Balancing process and
reliability considerations Traditional constraints of strict contamination and reliability requirements have meant slow, multi-part heat-cured epoxies or silicones with long cure times and limited process flexibility.
There are now single-component, UV and visible light-curing adhesives that cure on demand, providing manufacturers with rapid handling and higher throughput capabilities. These characteristics are important for compatibility with automated dispensing and jetting, which supports modern, scalable production environments, where efficiency, throughput and cost control increasingly matter. Stacie Pettyjohn, the director of the defense program at the Center for a New American Security in Washington, suggested that the current conflict in the Middle East could be decided by the various combatants’ access to weapons and interceptor systems. In this context, defence manufacturers are being pushed to rethink long- standing production practices that may be creating bottlenecks.
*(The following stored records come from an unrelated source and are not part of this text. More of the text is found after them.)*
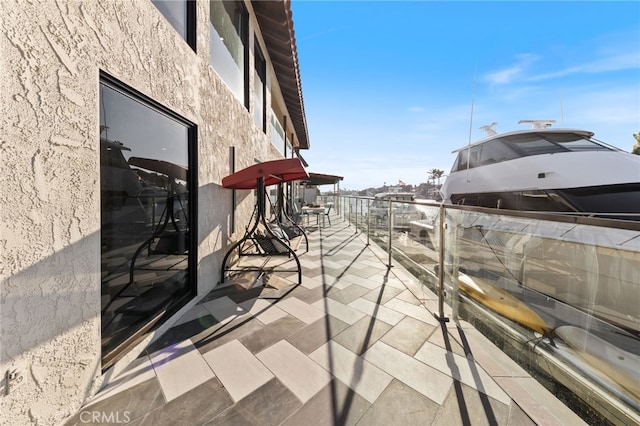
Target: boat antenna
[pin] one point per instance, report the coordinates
(473, 98)
(561, 109)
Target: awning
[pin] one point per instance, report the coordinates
(273, 172)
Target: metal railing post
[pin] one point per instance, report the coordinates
(390, 227)
(442, 226)
(368, 221)
(356, 230)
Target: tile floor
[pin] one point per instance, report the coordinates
(355, 343)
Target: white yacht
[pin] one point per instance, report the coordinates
(546, 169)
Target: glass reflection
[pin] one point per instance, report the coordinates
(144, 180)
(227, 29)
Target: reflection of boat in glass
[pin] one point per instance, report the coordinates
(403, 212)
(545, 169)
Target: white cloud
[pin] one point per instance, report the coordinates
(511, 73)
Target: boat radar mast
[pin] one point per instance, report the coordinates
(490, 129)
(538, 124)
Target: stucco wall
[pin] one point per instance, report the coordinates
(51, 54)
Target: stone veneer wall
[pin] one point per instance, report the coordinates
(51, 53)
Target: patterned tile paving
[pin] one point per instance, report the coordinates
(355, 343)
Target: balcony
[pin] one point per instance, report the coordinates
(360, 341)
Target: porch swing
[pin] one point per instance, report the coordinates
(265, 245)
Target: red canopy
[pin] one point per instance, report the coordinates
(273, 172)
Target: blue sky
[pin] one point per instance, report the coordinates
(388, 85)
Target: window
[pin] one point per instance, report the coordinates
(260, 89)
(228, 29)
(147, 214)
(277, 132)
(494, 152)
(182, 15)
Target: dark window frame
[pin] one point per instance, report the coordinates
(109, 358)
(191, 23)
(262, 73)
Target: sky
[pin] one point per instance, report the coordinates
(391, 88)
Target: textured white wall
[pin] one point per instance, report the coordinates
(51, 53)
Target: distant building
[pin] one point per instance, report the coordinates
(119, 121)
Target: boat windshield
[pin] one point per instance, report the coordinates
(523, 145)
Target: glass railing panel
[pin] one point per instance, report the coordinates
(561, 298)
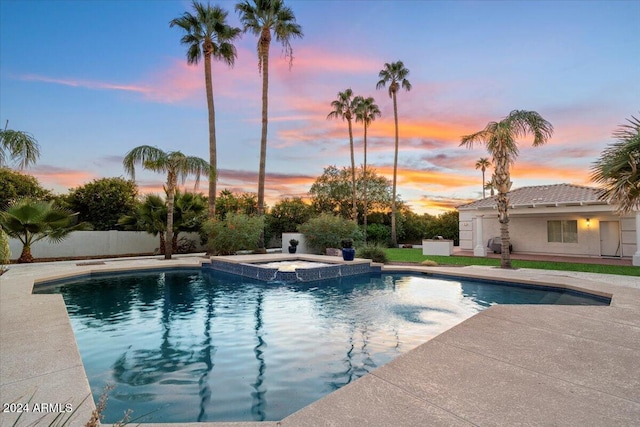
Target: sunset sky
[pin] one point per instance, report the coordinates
(93, 79)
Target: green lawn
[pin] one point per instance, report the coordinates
(415, 255)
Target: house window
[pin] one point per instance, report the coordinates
(565, 231)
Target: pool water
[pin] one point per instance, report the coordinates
(186, 346)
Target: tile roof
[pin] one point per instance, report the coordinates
(543, 195)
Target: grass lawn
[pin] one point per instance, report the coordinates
(415, 255)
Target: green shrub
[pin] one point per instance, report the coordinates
(327, 231)
(236, 232)
(378, 233)
(376, 253)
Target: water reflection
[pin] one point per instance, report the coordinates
(188, 346)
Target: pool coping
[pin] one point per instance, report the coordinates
(535, 362)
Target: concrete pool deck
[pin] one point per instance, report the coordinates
(509, 365)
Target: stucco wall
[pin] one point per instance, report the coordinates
(528, 232)
(96, 243)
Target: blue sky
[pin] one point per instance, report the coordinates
(93, 79)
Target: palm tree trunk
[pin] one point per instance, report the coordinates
(265, 40)
(483, 188)
(25, 256)
(364, 181)
(171, 191)
(354, 209)
(503, 181)
(213, 158)
(394, 237)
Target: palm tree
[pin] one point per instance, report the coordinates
(261, 18)
(366, 112)
(394, 74)
(618, 168)
(489, 185)
(19, 146)
(174, 164)
(208, 35)
(31, 220)
(500, 141)
(483, 164)
(344, 107)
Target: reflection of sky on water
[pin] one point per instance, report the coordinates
(185, 346)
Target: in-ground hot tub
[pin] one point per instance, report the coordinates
(292, 268)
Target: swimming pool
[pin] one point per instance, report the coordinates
(196, 345)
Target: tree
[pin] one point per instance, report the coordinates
(366, 112)
(286, 215)
(331, 192)
(174, 164)
(261, 18)
(151, 216)
(103, 202)
(500, 140)
(490, 185)
(31, 220)
(20, 147)
(15, 185)
(483, 164)
(395, 75)
(344, 107)
(208, 35)
(618, 168)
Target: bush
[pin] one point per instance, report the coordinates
(236, 232)
(327, 231)
(376, 253)
(378, 233)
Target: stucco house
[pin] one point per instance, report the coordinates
(563, 219)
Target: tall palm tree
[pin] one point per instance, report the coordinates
(344, 108)
(366, 111)
(618, 168)
(395, 75)
(262, 18)
(490, 185)
(483, 164)
(30, 221)
(500, 141)
(207, 34)
(19, 146)
(174, 164)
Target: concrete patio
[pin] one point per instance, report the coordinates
(509, 365)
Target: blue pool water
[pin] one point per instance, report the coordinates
(192, 345)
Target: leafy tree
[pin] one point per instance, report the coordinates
(395, 75)
(327, 231)
(500, 140)
(618, 168)
(150, 215)
(15, 185)
(103, 201)
(189, 213)
(20, 147)
(366, 112)
(286, 215)
(331, 192)
(262, 18)
(174, 164)
(236, 232)
(31, 220)
(482, 164)
(208, 34)
(344, 108)
(229, 202)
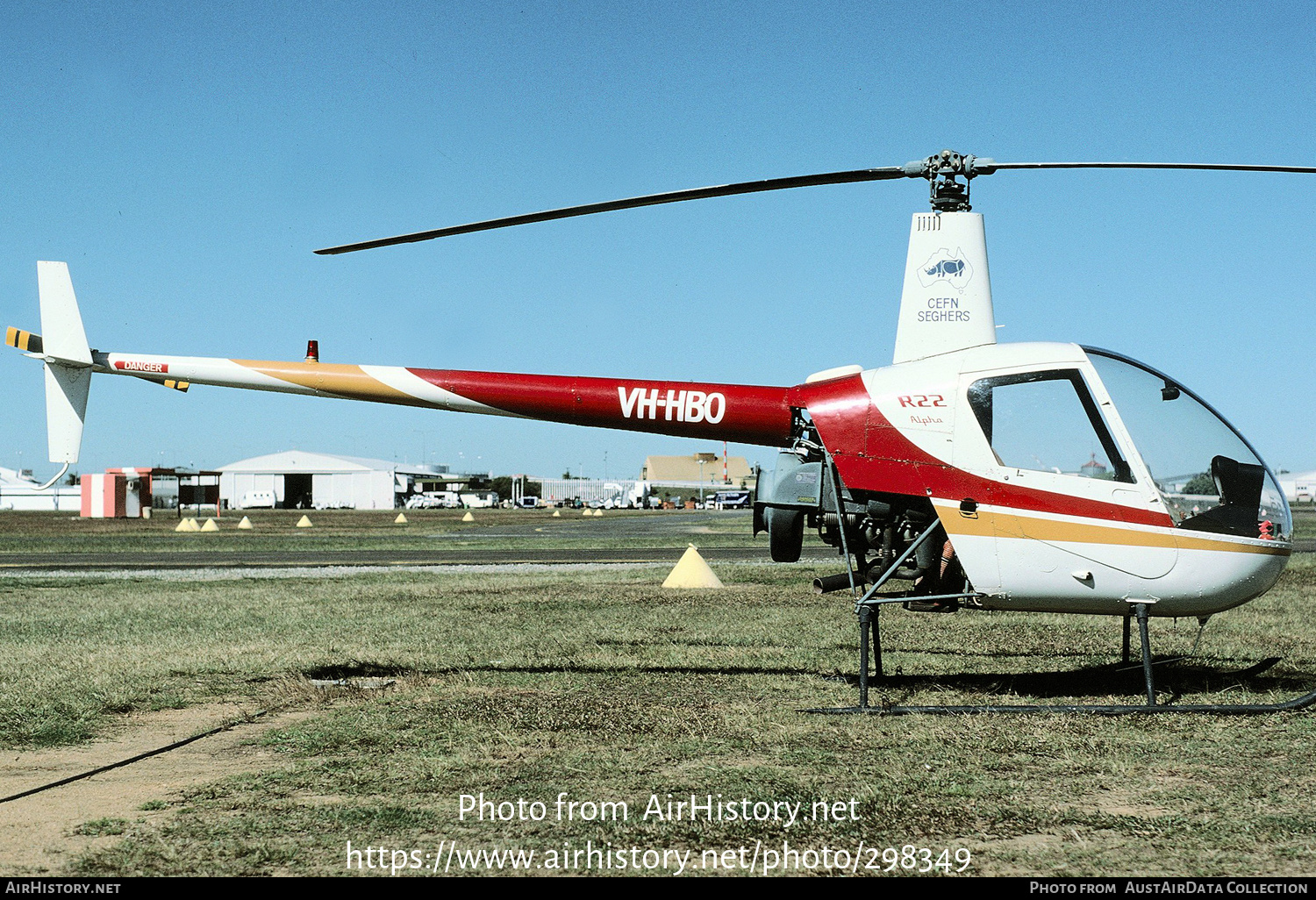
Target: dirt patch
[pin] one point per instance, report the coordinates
(44, 832)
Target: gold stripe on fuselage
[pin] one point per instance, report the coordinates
(1042, 528)
(339, 379)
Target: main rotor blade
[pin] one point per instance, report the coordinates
(631, 203)
(1223, 168)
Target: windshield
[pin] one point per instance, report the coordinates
(1207, 474)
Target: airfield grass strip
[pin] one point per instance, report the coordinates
(607, 687)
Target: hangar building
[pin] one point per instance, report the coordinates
(315, 481)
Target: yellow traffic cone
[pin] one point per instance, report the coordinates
(691, 571)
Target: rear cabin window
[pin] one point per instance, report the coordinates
(1047, 423)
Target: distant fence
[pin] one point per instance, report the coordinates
(587, 489)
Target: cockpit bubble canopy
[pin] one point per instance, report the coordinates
(1208, 475)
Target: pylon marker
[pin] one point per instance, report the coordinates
(692, 571)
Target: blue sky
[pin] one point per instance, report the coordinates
(186, 160)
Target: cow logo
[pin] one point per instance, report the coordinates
(945, 266)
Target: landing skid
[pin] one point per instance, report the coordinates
(870, 611)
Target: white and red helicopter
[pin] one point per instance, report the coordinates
(1016, 476)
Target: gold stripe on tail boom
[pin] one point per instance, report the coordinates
(25, 341)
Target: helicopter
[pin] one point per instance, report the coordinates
(997, 476)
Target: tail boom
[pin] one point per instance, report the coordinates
(724, 412)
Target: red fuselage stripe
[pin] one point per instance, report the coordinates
(873, 455)
(721, 412)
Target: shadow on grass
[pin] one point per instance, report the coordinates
(1171, 675)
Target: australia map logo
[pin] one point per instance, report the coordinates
(947, 266)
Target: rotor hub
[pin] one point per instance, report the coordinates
(948, 175)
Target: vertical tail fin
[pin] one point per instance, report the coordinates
(68, 361)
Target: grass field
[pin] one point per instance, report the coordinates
(352, 529)
(594, 682)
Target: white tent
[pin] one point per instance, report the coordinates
(1299, 487)
(303, 479)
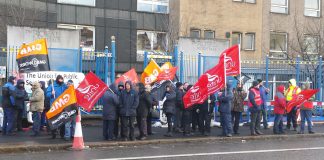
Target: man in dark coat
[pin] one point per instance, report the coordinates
(205, 114)
(128, 105)
(109, 112)
(225, 99)
(20, 97)
(145, 103)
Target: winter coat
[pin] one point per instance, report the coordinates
(59, 89)
(145, 103)
(8, 91)
(111, 102)
(238, 100)
(179, 98)
(128, 102)
(20, 95)
(255, 107)
(37, 98)
(280, 101)
(170, 102)
(225, 101)
(204, 106)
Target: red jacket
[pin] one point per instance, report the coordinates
(280, 101)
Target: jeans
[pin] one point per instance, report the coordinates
(306, 115)
(236, 116)
(108, 129)
(278, 124)
(255, 121)
(36, 122)
(226, 123)
(8, 121)
(128, 123)
(292, 117)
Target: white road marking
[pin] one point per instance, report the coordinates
(215, 153)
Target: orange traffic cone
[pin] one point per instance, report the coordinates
(78, 143)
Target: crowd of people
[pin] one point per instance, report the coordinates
(127, 104)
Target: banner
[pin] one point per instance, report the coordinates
(167, 74)
(150, 73)
(131, 75)
(302, 97)
(232, 60)
(33, 57)
(89, 91)
(62, 109)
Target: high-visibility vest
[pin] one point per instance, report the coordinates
(257, 97)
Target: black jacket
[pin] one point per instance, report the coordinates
(145, 103)
(20, 95)
(111, 103)
(170, 102)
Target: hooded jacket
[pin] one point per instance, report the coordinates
(37, 98)
(111, 103)
(20, 95)
(128, 101)
(280, 101)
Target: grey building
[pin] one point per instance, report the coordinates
(138, 25)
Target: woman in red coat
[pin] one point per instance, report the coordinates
(279, 110)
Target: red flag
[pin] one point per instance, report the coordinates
(232, 60)
(131, 75)
(216, 78)
(197, 93)
(167, 74)
(89, 91)
(302, 97)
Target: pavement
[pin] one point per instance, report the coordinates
(92, 134)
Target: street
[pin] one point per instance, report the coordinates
(288, 149)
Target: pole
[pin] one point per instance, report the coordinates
(113, 58)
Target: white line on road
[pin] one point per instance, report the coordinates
(215, 153)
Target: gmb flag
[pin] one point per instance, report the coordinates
(33, 57)
(62, 109)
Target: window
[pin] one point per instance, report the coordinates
(208, 34)
(311, 44)
(79, 2)
(249, 41)
(87, 35)
(278, 45)
(236, 38)
(156, 6)
(279, 6)
(195, 33)
(312, 8)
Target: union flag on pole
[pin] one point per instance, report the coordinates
(131, 75)
(302, 97)
(89, 91)
(232, 60)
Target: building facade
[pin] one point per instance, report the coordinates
(138, 25)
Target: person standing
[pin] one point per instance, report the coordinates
(169, 107)
(238, 106)
(264, 108)
(36, 107)
(291, 92)
(205, 115)
(279, 110)
(145, 104)
(306, 113)
(109, 112)
(255, 103)
(128, 104)
(8, 103)
(179, 108)
(53, 92)
(20, 97)
(225, 100)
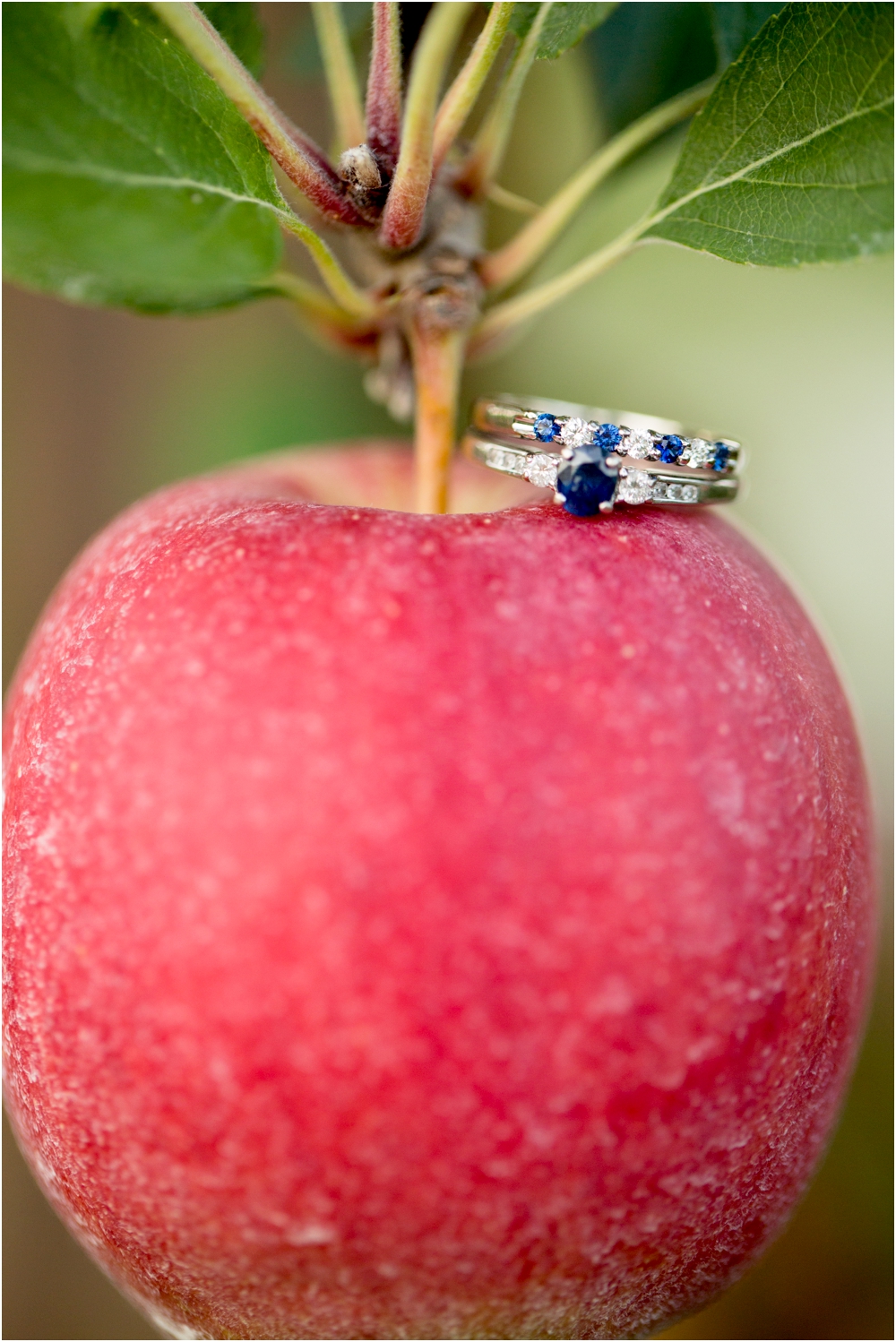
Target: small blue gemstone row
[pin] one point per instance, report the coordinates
(669, 447)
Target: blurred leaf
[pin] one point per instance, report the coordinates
(564, 26)
(791, 159)
(645, 54)
(129, 177)
(736, 24)
(239, 26)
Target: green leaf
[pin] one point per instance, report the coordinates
(791, 159)
(736, 24)
(239, 26)
(129, 176)
(564, 26)
(647, 53)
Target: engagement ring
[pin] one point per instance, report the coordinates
(602, 457)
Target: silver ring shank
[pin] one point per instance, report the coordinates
(515, 417)
(664, 485)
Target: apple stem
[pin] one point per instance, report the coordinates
(437, 361)
(342, 80)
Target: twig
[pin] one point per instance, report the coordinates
(490, 145)
(504, 266)
(437, 360)
(407, 204)
(510, 200)
(383, 85)
(458, 102)
(343, 290)
(342, 80)
(314, 302)
(299, 158)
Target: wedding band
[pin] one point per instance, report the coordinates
(625, 433)
(585, 485)
(594, 465)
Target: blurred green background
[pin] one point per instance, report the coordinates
(101, 407)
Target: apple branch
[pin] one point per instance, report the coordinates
(501, 320)
(342, 80)
(506, 266)
(343, 290)
(321, 315)
(510, 200)
(458, 102)
(304, 163)
(383, 85)
(407, 204)
(437, 361)
(315, 305)
(490, 144)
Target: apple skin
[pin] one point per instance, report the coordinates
(426, 926)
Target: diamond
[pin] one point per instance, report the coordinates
(541, 470)
(701, 452)
(577, 433)
(504, 460)
(545, 428)
(636, 486)
(637, 444)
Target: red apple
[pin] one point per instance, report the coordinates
(426, 926)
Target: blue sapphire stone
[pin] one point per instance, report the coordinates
(607, 436)
(671, 449)
(586, 481)
(545, 428)
(720, 460)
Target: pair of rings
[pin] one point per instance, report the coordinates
(601, 457)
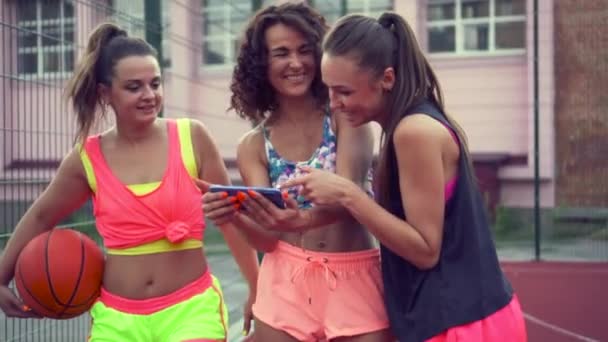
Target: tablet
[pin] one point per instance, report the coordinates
(272, 194)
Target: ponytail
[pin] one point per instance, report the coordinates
(107, 44)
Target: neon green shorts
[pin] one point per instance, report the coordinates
(201, 317)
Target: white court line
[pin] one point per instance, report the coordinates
(236, 328)
(557, 329)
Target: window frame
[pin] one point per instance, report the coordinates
(367, 7)
(459, 23)
(226, 36)
(35, 27)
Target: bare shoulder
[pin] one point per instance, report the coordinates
(251, 143)
(198, 130)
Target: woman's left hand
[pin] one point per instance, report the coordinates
(248, 317)
(322, 187)
(271, 217)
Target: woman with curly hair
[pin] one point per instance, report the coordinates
(320, 278)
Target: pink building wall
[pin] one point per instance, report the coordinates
(492, 97)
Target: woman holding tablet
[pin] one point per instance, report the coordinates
(321, 268)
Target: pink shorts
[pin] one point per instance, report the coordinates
(314, 295)
(506, 324)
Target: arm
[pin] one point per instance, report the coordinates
(213, 170)
(353, 160)
(51, 207)
(419, 143)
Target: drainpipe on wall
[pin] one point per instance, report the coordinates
(154, 29)
(537, 223)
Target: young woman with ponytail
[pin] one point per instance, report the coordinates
(142, 175)
(442, 278)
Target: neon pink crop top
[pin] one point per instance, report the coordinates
(173, 211)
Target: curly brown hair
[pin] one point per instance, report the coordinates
(253, 97)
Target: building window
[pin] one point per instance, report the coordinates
(223, 22)
(45, 44)
(472, 27)
(334, 9)
(130, 14)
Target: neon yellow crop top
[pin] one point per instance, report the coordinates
(163, 245)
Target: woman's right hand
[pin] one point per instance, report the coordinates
(217, 206)
(12, 306)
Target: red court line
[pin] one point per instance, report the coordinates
(560, 297)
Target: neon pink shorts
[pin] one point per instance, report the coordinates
(313, 295)
(506, 324)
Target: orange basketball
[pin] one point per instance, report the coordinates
(58, 274)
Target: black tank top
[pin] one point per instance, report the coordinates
(467, 283)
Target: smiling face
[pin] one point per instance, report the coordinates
(354, 92)
(291, 61)
(136, 92)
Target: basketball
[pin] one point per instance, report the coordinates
(58, 274)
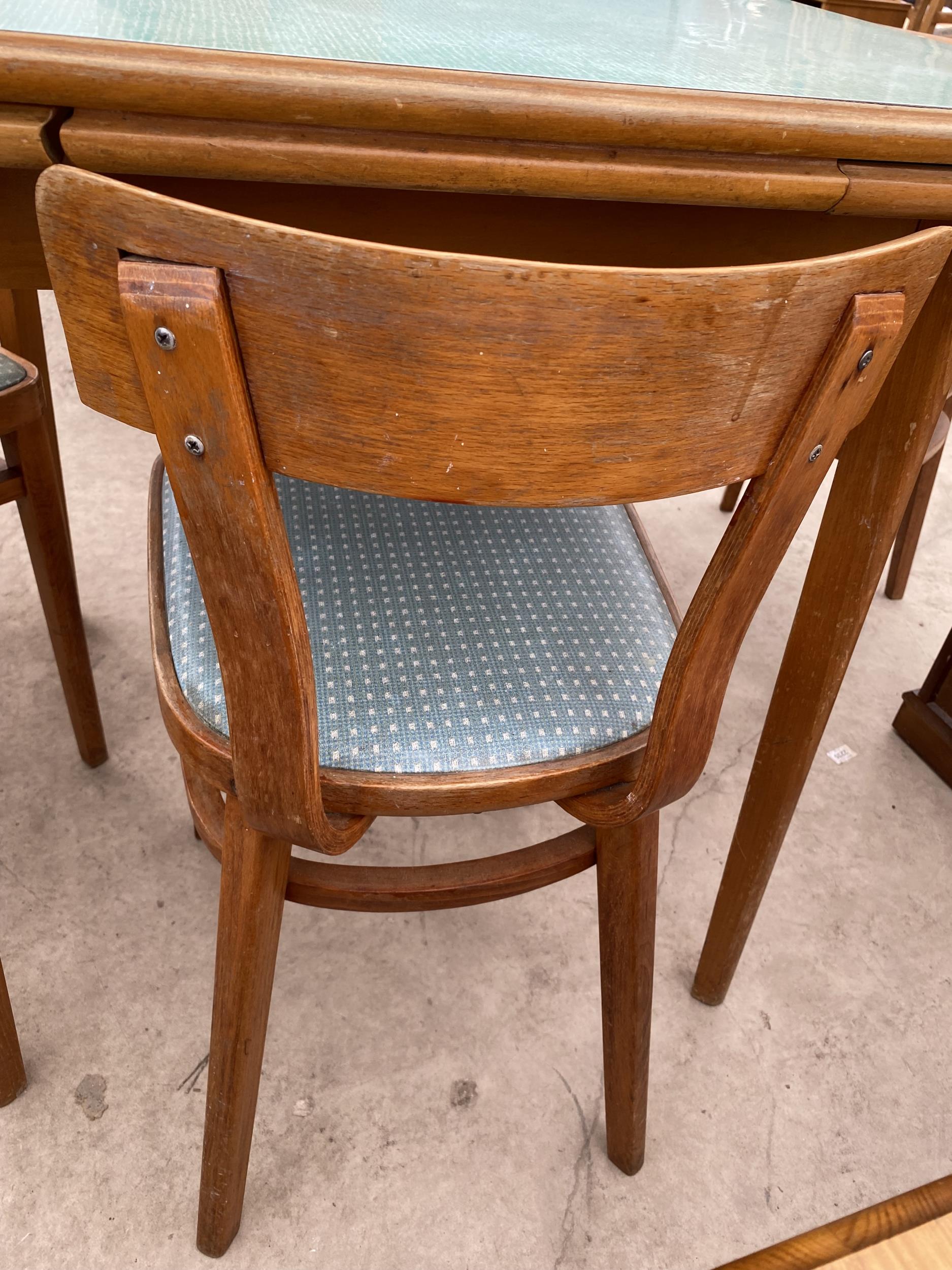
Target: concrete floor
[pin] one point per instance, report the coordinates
(432, 1085)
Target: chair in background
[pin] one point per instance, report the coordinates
(391, 567)
(922, 16)
(29, 481)
(912, 525)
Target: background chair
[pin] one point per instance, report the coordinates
(912, 525)
(923, 16)
(29, 481)
(392, 506)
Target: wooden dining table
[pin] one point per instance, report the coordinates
(650, 133)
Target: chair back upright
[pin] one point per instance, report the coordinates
(253, 348)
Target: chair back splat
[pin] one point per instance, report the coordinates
(469, 380)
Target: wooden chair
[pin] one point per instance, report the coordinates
(922, 17)
(29, 481)
(461, 602)
(912, 525)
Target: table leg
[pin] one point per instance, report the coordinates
(22, 332)
(875, 477)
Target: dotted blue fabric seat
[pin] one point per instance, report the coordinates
(451, 638)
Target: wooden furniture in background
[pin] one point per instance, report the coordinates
(925, 719)
(884, 13)
(912, 525)
(13, 1076)
(909, 1232)
(922, 16)
(910, 529)
(399, 372)
(32, 481)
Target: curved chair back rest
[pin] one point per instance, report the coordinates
(458, 379)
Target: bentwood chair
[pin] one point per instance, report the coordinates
(391, 567)
(912, 524)
(29, 479)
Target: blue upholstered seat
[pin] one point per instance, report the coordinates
(451, 638)
(11, 372)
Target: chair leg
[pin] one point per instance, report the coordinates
(910, 529)
(253, 880)
(628, 883)
(732, 493)
(13, 1077)
(47, 534)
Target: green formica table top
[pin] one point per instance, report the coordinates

As defence spending trends upwards and
military procurement seeks greater reliability in their investments, the chosen adhesives of the future will meet the stringent criteria that govern full product lifetimes. Dymax 9773 has low Total Mass Loss and very low Collected Volatile Condensable Material under ASTM E595, is MAPTIS-listed, passes MIL-STD-883 Method 5011, and meets the process considerations that facilitate efficient manufacturing throughput.